You need to go through these steps to do the same:
- Take the details of the dividend from broker statements or annual reports
- Consult Form 26AS to see the TDS deducted by the companies
- Enter the gross dividend income in your ITR in the right section
- Take credit of TDS to avoid double taxation
- Deposit any excess tax according to your slab
- Payment of tax on time keeps you in good books and avoids notice from the Income Tax Department.
How to save tax on dividend income?
Even though you can't avoid paying tax on dividend, there are some legal ways to save your tax expenditure:
1. Submit Form 15G or 15H
If you have a total income that is below the basic exemption limit, you can complete Form 15G (for persons below 60 years) or Form 15H (for senior citizens) and send it to the company or registrar. No TDS will be withheld.
2. Claim Interest Deduction
If you took out a loan to invest in shares, you can claim interest expense under the category "Income from Other Sources". But relief is only up to 20% of dividend income. Example: If your dividend income is ₹20,000. You can claim a maximum of ₹4,000 as interest expense.
3. Take DTAA Provisions (For NRIs)
If you are an NRI, check if your nation has a Double Taxation Avoidance Agreement with India. You may be entitled to relief for claiming lower tax or credit for tax paid in India.
Dividend Tax Rate in India: Resident vs NRI
Following is a quick comparative overview of dividend income taxation by resident investors and NRIs:
Category | Tax Treatment |
---|---|
Resident | As per individual income tax slab |
NRI | TDS at 20% (plus surcharge and cess), unless reduced under DTAA |
Top Dividend Paying Companies in India
If you are interested in getting frequent dividend paybacks, there are some companies with a good history of paying dividends.
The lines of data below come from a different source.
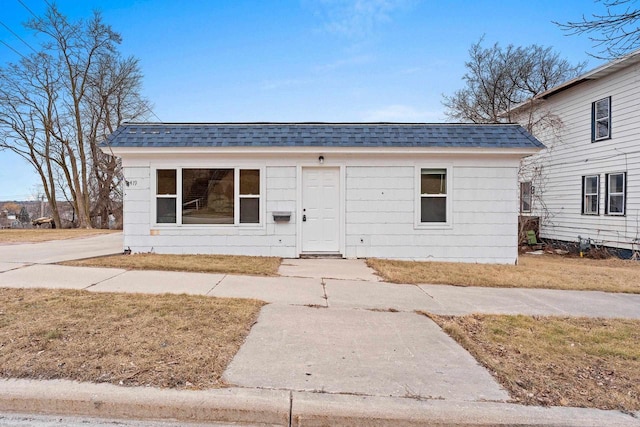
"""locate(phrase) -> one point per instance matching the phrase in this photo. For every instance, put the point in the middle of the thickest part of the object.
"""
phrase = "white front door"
(320, 209)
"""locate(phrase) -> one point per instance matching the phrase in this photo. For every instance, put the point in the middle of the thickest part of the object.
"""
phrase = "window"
(601, 119)
(526, 191)
(166, 196)
(591, 195)
(249, 196)
(616, 192)
(208, 196)
(433, 195)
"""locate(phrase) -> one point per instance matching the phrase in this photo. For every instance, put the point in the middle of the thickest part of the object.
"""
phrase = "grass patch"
(532, 271)
(35, 235)
(228, 264)
(176, 341)
(579, 362)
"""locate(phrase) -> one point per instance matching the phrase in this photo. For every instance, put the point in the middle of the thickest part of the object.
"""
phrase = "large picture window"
(591, 195)
(208, 196)
(433, 195)
(616, 193)
(601, 119)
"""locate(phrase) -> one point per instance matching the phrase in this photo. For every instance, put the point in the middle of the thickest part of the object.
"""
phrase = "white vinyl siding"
(380, 218)
(570, 154)
(380, 209)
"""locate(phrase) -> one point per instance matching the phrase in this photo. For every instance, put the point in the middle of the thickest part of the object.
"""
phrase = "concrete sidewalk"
(332, 293)
(347, 350)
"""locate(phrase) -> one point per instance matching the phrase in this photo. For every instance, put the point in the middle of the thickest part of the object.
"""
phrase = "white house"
(587, 181)
(405, 191)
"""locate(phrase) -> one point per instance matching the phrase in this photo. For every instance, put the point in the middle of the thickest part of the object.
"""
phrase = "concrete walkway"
(334, 346)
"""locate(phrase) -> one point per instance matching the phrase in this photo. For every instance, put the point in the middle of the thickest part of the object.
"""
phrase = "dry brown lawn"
(533, 271)
(35, 235)
(176, 341)
(228, 264)
(556, 361)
Even though the dividend yields fluctuate from time to time, some of the best dividend paying companies in India (according to past performance) are:
- ITC Ltd.
- Coal India
- Hindustan Zinc
- Power Grid Corporation of India
- Infosys
Such companies are likely to be the choice of cash-strapped investors, for a good reason. But one has to look into the tax effect on the returns as well.
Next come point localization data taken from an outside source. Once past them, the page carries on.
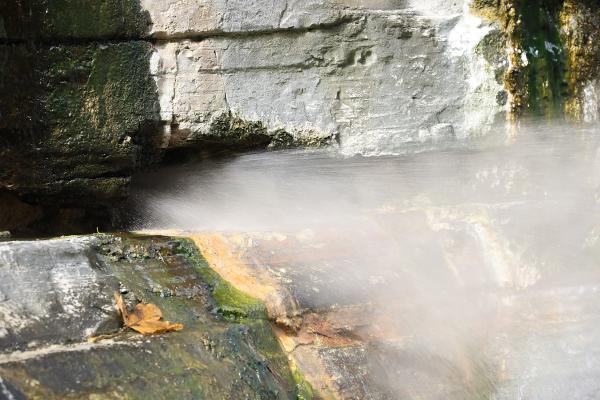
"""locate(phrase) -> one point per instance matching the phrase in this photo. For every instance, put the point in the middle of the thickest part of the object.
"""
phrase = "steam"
(480, 261)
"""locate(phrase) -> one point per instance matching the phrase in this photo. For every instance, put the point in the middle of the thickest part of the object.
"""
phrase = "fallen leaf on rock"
(145, 319)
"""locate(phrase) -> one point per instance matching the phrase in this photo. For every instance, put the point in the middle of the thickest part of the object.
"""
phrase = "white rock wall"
(378, 74)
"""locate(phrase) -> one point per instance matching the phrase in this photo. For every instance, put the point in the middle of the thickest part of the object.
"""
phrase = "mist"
(478, 260)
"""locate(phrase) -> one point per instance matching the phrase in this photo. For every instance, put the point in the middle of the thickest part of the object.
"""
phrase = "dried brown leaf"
(145, 318)
(122, 308)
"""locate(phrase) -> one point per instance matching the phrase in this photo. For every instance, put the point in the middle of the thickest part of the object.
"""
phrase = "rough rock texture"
(372, 74)
(94, 90)
(75, 122)
(553, 53)
(91, 91)
(56, 293)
Some More Points to Remember
- Keep your dividend income in check throughout the year, if you have shares in more than one demat account.
- If your total tax liability is ₹10,000 or more, you must pay advance tax in quarterly installments to avoid interest under Section 234B and 234C.
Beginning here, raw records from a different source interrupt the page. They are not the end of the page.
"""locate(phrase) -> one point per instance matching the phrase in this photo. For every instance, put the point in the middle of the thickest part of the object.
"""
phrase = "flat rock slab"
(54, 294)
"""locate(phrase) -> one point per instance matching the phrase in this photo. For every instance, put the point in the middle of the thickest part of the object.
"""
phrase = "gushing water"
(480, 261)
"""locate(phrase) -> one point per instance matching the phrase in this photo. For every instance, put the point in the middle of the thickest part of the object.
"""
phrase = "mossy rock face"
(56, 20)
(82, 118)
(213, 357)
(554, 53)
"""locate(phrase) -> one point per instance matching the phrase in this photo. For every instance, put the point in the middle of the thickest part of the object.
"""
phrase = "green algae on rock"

- Foreign dividends (from foreign shares) are tax-able in India as "Income from Other Sources" and foreign tax credit may be availed if overseas tax is paid.
Conclusion
Since Dividend Distribution Tax has been removed, investors are the ones that must pay tax on dividend incomes. Although dividends are still an in-demand passive source of income, there must be some understanding of tax and relevant reporting. Being aware of your tax on dividend income in India and how to file taxes for dividends can avert penalties and optimize total returns. Tax on dividend income is preserved by investors legally and efficiently through smart planning such as deduction or DTAA benefits.
For those looking to go a step further in planning their finances, platforms like Indiabulls Securities Limited can help. With their market insights, investment tools, and user-friendly platforms, managing your portfolio while being tax-efficient becomes a lot easier.
FAQs
1. Is dividend income taxable in India?
Yes, dividend income is taxable in the hands of investors as per their applicable income tax slab.
2. Do I need to file ITR if I earn dividend income?
Yes, if your total income (including dividends) exceeds the basic exemption limit, you must file an Income Tax Return.
3. What is the TDS on dividend income?
TDS at 10% is applicable if the total dividend received from a company exceeds ₹5,000 in a financial year. If PAN is not submitted, TDS is deducted at 20%.
4. Can I claim any deductions on dividend income?
You can claim a deduction for interest expenses incurred to earn such income, subject to a limit of 20% of the dividend amount.
5. How are foreign dividends taxed in India?
Foreign dividends are also taxable in India under the head “Income from Other Sources” at your applicable slab rate. However, you may be eligible for a foreign tax credit.